وقد ذكر ابن القيم في إعلام الموقعين أن الذين حفظت عنهم الفتوى من أصحاب رسول الله صلى الله عليه وسلم مائة ونيف وثلاثون نفسا، ما بين رجل وامرأة، وجعل منهم المكثرين والمقلين:

أما المكثرون فسبعة وهم

عمر بن الخطاب، وعلي بن أبي طالب، وعبد الله بن مسعود، وعائشة أم المؤمنين، وزيد بن ثابت، وعبد الله بن عباس، وعبد الله بن عمر

ص241 - كتاب تاريخ التشريع الإسلامي - فقهاء الصحابة - المكتبة الشاملة الحديثة

Bu hususu İbn kayyım da dile getirmektedir. İlamül muvakkıin isimli eserinde bildirdi ki "sahabeden fetva aldığım kimseler (erkek ve kadınlar arasından) 130'dan fazladır. Bunlardan bazısı az bazısı çok fetva vermiştir. Çok verenlere baktığımızda bunlar 7 kişidir: hazreti Ömer, hazreti ali, ibn mes'ud, hazreti aişe, zeyd bin sabit, ibn abbas, ibn ömer'dir.

Demek oluyor ki sahabi arasında müctehidler ve mukallidler vardır. Bütün bunlardan anlaşılıyor ki mezhepler sahabe devrinde de vardı.

İlim yoksunu mealistler buraya kadar yazdıklarımızı kabul etmezlerse ‘4 halifenin hadislere bakışı adı altında serd ettikleri hiçbir rivayeti kabul etmemeleri lazım gelir ki tutarlı olabilsinler’

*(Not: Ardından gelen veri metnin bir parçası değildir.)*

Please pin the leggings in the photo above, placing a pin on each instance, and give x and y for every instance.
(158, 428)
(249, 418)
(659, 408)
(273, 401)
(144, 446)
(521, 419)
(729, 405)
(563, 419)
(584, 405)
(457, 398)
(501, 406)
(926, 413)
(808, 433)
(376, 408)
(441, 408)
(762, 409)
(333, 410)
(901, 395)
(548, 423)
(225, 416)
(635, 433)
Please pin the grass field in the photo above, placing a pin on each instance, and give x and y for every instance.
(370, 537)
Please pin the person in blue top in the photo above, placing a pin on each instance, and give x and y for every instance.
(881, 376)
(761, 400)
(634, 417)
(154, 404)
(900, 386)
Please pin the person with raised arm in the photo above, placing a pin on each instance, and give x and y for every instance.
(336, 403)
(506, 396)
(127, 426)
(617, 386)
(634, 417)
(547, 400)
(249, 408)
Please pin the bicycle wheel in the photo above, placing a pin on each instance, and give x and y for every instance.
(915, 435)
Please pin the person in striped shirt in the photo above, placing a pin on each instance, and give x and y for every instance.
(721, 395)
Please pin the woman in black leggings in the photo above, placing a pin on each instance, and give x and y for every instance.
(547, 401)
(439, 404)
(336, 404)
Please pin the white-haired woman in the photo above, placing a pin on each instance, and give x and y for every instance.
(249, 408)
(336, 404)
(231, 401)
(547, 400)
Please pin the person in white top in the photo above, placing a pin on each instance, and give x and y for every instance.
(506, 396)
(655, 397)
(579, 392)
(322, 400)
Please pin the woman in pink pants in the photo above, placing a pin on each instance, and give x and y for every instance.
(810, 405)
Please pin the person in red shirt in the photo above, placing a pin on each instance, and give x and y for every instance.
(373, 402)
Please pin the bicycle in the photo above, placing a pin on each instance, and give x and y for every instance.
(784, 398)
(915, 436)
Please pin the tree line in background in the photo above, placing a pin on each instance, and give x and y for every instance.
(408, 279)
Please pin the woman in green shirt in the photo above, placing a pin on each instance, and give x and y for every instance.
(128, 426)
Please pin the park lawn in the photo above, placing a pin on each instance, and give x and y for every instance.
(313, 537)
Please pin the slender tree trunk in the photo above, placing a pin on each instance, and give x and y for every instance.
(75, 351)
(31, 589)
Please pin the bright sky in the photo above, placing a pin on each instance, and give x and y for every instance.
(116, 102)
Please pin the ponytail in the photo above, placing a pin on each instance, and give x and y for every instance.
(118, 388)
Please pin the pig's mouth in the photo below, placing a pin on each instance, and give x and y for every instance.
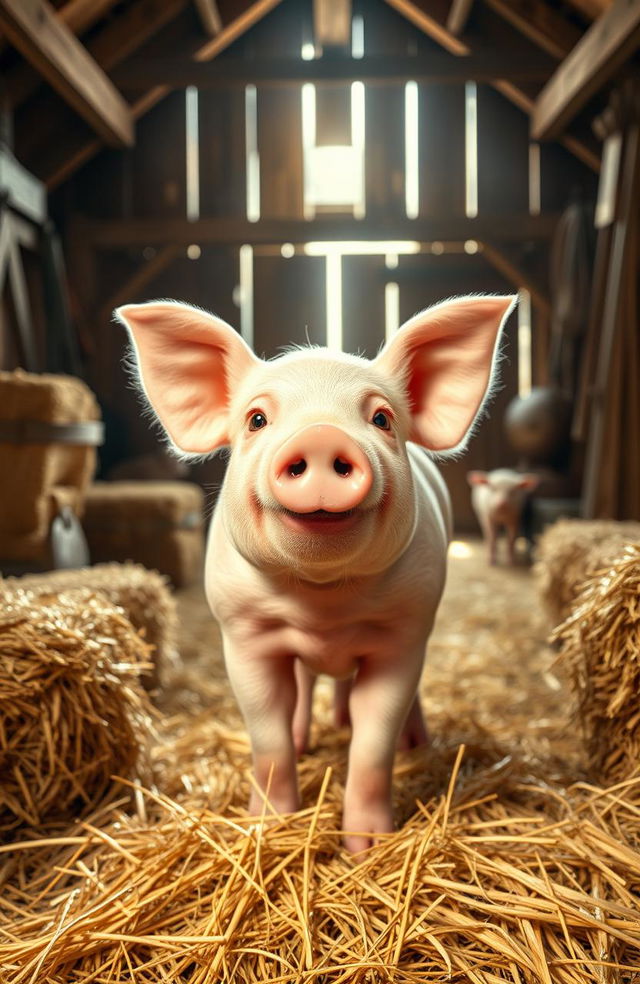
(320, 520)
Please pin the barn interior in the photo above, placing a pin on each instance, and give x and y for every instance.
(316, 172)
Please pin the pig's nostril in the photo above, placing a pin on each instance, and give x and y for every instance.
(297, 468)
(342, 467)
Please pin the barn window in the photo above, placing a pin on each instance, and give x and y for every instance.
(524, 343)
(333, 175)
(192, 153)
(252, 154)
(411, 153)
(471, 149)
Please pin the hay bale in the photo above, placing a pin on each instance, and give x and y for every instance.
(157, 524)
(568, 552)
(40, 473)
(72, 710)
(145, 596)
(600, 644)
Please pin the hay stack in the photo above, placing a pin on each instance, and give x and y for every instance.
(145, 596)
(157, 524)
(600, 644)
(570, 551)
(501, 874)
(40, 474)
(72, 710)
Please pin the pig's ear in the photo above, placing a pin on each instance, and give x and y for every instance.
(188, 363)
(445, 356)
(477, 478)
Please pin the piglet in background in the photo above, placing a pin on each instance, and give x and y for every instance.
(499, 498)
(327, 548)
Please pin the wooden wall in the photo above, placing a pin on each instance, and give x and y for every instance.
(289, 294)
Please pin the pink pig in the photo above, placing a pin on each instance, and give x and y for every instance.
(327, 548)
(498, 498)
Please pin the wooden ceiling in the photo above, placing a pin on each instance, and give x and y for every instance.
(69, 68)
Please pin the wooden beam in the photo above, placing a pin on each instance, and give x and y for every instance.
(137, 282)
(235, 29)
(209, 16)
(109, 46)
(34, 29)
(374, 70)
(539, 22)
(85, 150)
(80, 15)
(118, 233)
(332, 23)
(429, 16)
(458, 16)
(608, 43)
(516, 275)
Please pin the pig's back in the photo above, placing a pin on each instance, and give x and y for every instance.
(432, 493)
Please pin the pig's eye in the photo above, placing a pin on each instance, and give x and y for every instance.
(257, 420)
(382, 420)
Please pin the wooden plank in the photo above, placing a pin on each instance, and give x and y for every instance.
(235, 29)
(108, 46)
(503, 154)
(459, 16)
(442, 162)
(141, 278)
(115, 233)
(484, 66)
(299, 315)
(332, 23)
(430, 17)
(222, 153)
(619, 270)
(80, 15)
(209, 16)
(608, 43)
(384, 152)
(280, 149)
(363, 311)
(516, 275)
(82, 150)
(541, 23)
(34, 29)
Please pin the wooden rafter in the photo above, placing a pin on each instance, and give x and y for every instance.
(84, 151)
(610, 40)
(430, 16)
(136, 283)
(374, 70)
(120, 38)
(117, 233)
(541, 23)
(80, 15)
(459, 15)
(517, 275)
(35, 30)
(209, 16)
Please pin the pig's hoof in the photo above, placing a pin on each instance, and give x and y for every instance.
(364, 828)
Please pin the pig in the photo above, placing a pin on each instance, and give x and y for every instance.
(498, 498)
(327, 547)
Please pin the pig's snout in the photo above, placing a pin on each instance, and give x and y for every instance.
(320, 467)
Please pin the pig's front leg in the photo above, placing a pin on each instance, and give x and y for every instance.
(265, 689)
(382, 696)
(305, 683)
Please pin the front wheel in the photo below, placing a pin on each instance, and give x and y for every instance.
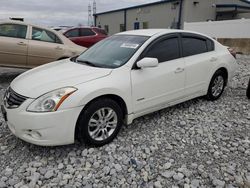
(100, 123)
(216, 86)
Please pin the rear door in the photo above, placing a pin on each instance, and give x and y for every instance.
(13, 44)
(199, 57)
(158, 86)
(44, 47)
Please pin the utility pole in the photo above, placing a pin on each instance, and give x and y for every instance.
(89, 15)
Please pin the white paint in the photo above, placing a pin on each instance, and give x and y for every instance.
(222, 29)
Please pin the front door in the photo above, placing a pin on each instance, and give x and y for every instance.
(158, 86)
(13, 45)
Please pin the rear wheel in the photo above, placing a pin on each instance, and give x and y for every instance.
(100, 123)
(216, 86)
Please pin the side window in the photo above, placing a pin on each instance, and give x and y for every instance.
(86, 32)
(164, 50)
(13, 30)
(72, 33)
(44, 35)
(210, 45)
(193, 46)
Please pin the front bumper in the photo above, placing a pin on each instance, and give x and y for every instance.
(44, 129)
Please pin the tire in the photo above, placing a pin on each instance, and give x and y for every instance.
(248, 90)
(100, 122)
(217, 85)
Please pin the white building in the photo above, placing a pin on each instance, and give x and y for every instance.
(171, 14)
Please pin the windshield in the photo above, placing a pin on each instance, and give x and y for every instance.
(112, 52)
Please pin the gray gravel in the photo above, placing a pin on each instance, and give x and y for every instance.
(194, 144)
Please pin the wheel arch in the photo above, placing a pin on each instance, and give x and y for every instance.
(64, 57)
(225, 71)
(119, 100)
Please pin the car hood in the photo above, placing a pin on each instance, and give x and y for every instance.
(46, 78)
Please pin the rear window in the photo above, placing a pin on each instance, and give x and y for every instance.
(13, 30)
(72, 33)
(44, 35)
(86, 32)
(102, 31)
(210, 45)
(193, 46)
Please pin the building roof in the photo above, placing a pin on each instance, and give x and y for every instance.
(156, 3)
(152, 32)
(134, 7)
(233, 8)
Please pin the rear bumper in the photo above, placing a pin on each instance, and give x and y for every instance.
(44, 129)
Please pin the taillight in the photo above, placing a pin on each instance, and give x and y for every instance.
(232, 52)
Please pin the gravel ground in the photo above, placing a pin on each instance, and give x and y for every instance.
(194, 144)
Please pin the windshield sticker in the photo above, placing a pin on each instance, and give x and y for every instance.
(129, 45)
(117, 62)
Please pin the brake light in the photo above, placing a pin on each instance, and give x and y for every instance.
(232, 52)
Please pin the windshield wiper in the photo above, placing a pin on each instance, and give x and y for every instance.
(87, 63)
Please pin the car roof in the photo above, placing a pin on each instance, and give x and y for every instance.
(26, 23)
(152, 32)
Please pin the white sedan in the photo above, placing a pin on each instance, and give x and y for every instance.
(123, 77)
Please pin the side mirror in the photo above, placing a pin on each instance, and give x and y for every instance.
(147, 62)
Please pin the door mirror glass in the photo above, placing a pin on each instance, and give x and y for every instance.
(147, 62)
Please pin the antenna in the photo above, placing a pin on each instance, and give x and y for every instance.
(89, 15)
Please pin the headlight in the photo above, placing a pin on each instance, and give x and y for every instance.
(51, 101)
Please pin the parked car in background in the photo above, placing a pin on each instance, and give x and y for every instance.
(62, 29)
(85, 36)
(117, 80)
(27, 45)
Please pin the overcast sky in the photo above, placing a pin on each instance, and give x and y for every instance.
(59, 12)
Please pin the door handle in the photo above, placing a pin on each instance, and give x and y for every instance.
(21, 44)
(58, 48)
(179, 70)
(213, 59)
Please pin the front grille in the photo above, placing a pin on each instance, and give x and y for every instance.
(13, 99)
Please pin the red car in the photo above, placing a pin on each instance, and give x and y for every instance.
(85, 36)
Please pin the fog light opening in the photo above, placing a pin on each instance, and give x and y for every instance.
(33, 134)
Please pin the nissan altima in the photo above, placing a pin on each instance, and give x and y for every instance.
(123, 77)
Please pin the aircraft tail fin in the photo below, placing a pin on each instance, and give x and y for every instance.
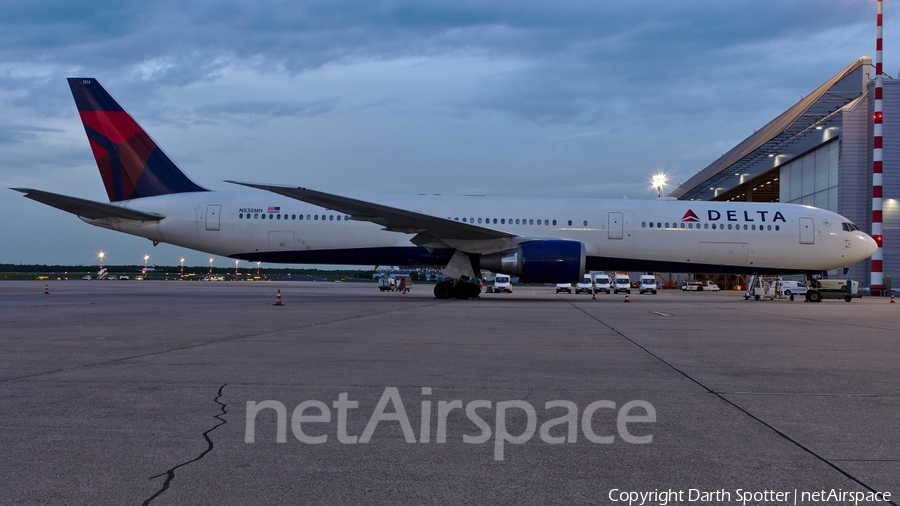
(131, 164)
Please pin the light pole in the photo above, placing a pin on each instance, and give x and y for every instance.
(876, 281)
(659, 181)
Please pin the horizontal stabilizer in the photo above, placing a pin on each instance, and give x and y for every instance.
(391, 218)
(87, 208)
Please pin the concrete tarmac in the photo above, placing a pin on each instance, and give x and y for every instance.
(136, 392)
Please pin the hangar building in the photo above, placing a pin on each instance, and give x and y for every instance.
(819, 153)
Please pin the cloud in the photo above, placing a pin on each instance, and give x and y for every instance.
(271, 108)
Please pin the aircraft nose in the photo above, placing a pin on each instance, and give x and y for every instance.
(871, 246)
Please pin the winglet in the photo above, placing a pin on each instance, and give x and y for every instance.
(87, 208)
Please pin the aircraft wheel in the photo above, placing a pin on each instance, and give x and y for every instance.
(443, 290)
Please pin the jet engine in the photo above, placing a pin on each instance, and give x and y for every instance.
(550, 261)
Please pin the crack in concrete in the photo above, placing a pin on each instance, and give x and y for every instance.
(170, 474)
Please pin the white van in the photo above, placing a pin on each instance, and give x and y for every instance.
(648, 284)
(793, 287)
(601, 283)
(585, 286)
(621, 283)
(502, 283)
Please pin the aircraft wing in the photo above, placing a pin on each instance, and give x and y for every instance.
(391, 218)
(87, 208)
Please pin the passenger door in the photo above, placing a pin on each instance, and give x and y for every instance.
(616, 224)
(213, 212)
(807, 231)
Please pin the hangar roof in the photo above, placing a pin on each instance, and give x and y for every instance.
(782, 131)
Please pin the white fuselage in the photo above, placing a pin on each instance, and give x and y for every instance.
(660, 235)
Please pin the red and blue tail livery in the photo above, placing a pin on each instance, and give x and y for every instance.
(131, 164)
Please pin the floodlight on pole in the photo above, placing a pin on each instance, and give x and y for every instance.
(659, 182)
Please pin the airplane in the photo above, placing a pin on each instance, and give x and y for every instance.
(541, 240)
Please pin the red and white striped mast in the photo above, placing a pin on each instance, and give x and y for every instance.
(877, 280)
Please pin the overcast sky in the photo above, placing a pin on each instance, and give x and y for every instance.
(527, 98)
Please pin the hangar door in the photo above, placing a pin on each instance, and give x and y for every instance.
(212, 216)
(807, 231)
(615, 225)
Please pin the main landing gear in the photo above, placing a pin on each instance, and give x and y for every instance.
(457, 288)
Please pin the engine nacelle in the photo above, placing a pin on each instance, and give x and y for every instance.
(551, 261)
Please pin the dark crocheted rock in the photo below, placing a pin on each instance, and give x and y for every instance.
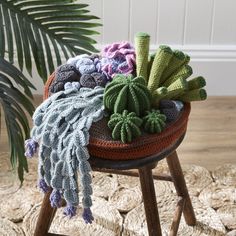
(171, 109)
(154, 121)
(87, 81)
(63, 74)
(99, 78)
(126, 92)
(125, 126)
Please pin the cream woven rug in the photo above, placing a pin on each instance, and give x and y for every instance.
(117, 203)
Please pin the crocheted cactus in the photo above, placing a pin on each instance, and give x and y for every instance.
(142, 51)
(127, 92)
(125, 126)
(154, 121)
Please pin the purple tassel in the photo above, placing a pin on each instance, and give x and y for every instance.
(87, 216)
(55, 198)
(31, 147)
(43, 186)
(70, 211)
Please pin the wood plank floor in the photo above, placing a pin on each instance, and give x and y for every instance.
(211, 135)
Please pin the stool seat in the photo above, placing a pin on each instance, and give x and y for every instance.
(143, 154)
(102, 145)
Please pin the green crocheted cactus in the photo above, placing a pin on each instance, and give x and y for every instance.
(154, 121)
(142, 51)
(127, 93)
(125, 126)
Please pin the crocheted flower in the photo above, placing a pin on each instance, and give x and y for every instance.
(118, 58)
(31, 147)
(154, 121)
(125, 126)
(126, 92)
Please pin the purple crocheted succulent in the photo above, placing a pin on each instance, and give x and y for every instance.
(43, 186)
(118, 58)
(31, 147)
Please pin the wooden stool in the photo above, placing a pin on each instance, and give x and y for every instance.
(144, 166)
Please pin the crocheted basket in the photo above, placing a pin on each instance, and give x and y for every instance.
(103, 146)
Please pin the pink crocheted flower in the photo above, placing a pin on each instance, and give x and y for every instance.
(118, 58)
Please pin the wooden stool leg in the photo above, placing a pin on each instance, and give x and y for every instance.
(149, 199)
(181, 188)
(45, 216)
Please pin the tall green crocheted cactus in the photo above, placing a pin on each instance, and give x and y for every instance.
(154, 121)
(127, 93)
(168, 77)
(125, 126)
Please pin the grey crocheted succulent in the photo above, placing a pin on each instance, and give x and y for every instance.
(63, 74)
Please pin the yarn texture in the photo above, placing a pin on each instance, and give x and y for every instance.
(127, 93)
(154, 121)
(61, 127)
(125, 126)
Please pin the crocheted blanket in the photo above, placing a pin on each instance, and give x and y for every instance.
(61, 129)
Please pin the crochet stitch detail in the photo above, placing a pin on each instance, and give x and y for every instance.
(63, 132)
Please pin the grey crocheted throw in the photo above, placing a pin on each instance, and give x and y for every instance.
(61, 130)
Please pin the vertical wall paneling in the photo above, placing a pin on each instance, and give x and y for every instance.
(143, 17)
(224, 28)
(115, 20)
(198, 21)
(96, 9)
(171, 21)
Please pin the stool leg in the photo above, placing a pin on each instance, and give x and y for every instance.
(149, 199)
(181, 188)
(45, 216)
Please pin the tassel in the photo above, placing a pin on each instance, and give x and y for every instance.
(70, 211)
(31, 147)
(55, 198)
(43, 186)
(87, 216)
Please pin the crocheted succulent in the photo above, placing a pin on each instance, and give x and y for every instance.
(127, 92)
(154, 121)
(125, 126)
(118, 58)
(63, 74)
(168, 73)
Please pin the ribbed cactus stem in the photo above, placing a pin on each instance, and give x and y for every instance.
(176, 89)
(160, 63)
(142, 50)
(177, 61)
(196, 83)
(158, 95)
(150, 62)
(194, 95)
(183, 72)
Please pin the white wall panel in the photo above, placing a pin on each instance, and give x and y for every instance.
(116, 20)
(96, 8)
(171, 19)
(224, 23)
(198, 22)
(143, 17)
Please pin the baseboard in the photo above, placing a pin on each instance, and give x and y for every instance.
(216, 63)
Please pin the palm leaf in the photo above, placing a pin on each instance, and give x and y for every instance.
(15, 104)
(44, 30)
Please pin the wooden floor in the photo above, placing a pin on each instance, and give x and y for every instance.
(211, 135)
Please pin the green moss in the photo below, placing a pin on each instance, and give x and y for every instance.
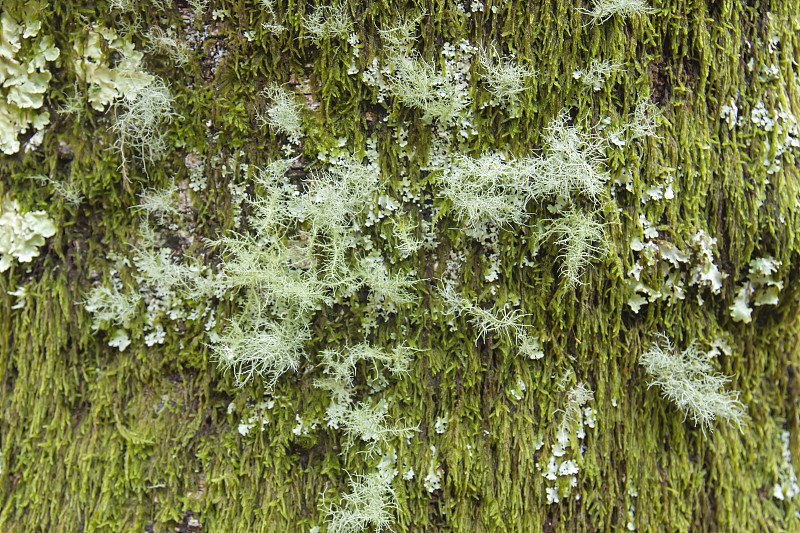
(95, 439)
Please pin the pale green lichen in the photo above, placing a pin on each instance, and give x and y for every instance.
(688, 379)
(93, 65)
(24, 79)
(21, 234)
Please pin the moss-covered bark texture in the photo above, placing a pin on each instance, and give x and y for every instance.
(146, 439)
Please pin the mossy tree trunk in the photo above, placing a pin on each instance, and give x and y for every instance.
(98, 439)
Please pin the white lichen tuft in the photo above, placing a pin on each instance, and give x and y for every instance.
(139, 118)
(581, 238)
(261, 347)
(283, 115)
(505, 78)
(417, 83)
(369, 503)
(329, 22)
(688, 379)
(605, 9)
(111, 306)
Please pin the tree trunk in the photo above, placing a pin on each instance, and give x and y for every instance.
(157, 437)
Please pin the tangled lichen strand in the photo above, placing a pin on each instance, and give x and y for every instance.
(154, 432)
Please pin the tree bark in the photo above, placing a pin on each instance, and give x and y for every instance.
(152, 437)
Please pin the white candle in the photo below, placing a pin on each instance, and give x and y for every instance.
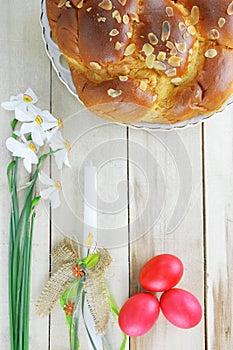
(90, 225)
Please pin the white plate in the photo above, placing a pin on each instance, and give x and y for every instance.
(64, 75)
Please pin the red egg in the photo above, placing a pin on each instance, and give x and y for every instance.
(139, 314)
(181, 308)
(161, 273)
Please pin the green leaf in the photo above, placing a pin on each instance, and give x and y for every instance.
(35, 201)
(9, 169)
(91, 260)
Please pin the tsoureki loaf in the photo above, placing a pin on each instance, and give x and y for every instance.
(157, 61)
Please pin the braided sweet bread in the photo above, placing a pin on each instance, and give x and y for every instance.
(157, 61)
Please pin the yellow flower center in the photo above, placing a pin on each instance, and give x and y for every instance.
(38, 120)
(67, 145)
(27, 98)
(58, 185)
(60, 123)
(32, 146)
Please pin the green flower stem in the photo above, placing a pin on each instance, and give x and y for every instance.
(88, 333)
(20, 247)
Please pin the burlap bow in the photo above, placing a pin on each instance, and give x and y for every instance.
(65, 256)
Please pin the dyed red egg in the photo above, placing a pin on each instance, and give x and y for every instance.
(139, 314)
(181, 308)
(161, 273)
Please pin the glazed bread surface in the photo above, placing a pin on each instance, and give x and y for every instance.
(156, 61)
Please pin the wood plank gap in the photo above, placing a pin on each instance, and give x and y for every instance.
(128, 203)
(50, 209)
(204, 235)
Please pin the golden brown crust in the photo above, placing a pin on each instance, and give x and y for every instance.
(157, 61)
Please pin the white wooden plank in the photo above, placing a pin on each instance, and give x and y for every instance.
(23, 65)
(219, 229)
(102, 144)
(166, 178)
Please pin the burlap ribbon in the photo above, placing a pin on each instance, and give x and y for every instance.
(65, 256)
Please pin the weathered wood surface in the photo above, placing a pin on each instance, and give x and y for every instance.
(157, 192)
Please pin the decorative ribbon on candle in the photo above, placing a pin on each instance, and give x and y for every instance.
(69, 268)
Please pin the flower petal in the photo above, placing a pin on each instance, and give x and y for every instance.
(66, 160)
(38, 136)
(55, 199)
(31, 93)
(45, 179)
(17, 148)
(33, 157)
(59, 158)
(27, 164)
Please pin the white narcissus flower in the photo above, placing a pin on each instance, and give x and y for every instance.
(32, 122)
(37, 122)
(51, 123)
(26, 150)
(51, 191)
(23, 101)
(58, 142)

Şimdi mezheplere laf eden zavallı mealistler en temel ibadet olan namaz hususunda 8 fırkaya bölünmüşlerdir ki bu ihtilaflarından hiç bahsetmezler. Zavallı mealistler ‘halifelerin esasında itikadı koruduklarını yani peygamber devrindeki islam anlayışını koruduklarını da bilmemektedirler’. Osmanlı halifelerinden misal verecek olursak bunların ehlisünnet akımlara karşı şiddetli tavrını görebiliriz. Sadece fetva metinlerine bakılsa bu husus görülecektir. Asırlar boyunca kullanılmış bir fetvayı nakletmekle yetiniyoruz.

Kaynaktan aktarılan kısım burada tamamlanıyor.